Ultrahypofractionated partial breast irradiation following oncoplastic surgery: secondary analysis of a phase II trial.
Summary
In a prospective phase II cohort (50 patients, 52 tumors), ultrahypofractionated PBI after oncoplastic surgery achieved comparable dosimetry, excellent long-term aesthetic scores, and no local recurrences at a median 46 months when guided by MRI, seroma, and clips. The data support safe PBI use post-oncoplastic reconstruction in selected low-risk patients.
Key Findings
- Among 50 patients (52 tumors), 48% underwent oncoplastic reconstruction; no significant dosimetric differences vs standard lumpectomy (p > 0.05).
- Long-term BCTOS aesthetic scores converged between groups (>2 years: 1.29 vs 1.35; p = 0.71).
- No local recurrences at median 46 months follow-up.

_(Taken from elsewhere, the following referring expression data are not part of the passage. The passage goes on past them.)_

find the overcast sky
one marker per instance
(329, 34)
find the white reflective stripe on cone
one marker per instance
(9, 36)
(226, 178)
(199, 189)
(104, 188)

- MRI, seroma, and surgical clips facilitated robust target delineation despite tissue rearrangement.
Clinical Implications
For low-risk early breast cancer with oncoplastic reconstruction, PBI (30 Gy in 5 fractions) can be considered when imaging and surgical markers allow confident target definition; counsel patients that cosmesis is maintained and may improve over time.
Why It Matters
This addresses a frequent real-world scenario—PBI after oncoplastic rearrangement—providing prospective evidence for safety and aesthetics, informing multidisciplinary planning.
Limitations
- Single-arm secondary analysis with modest sample size; potential selection bias.
- Heterogeneity in oncoplastic techniques and target volume definitions may limit generalizability.
Future Directions
Randomized or matched comparative studies versus whole-breast irradiation and across oncoplastic techniques; incorporate cosmetic photography, objective fibrosis/edema metrics, and long-term oncologic endpoints.
Study Information
- Study Type
- Cohort
- Research Domain
- Treatment
- Evidence Level
- III - Prospective nonrandomized phase II cohort (single-arm) with long-term follow-up.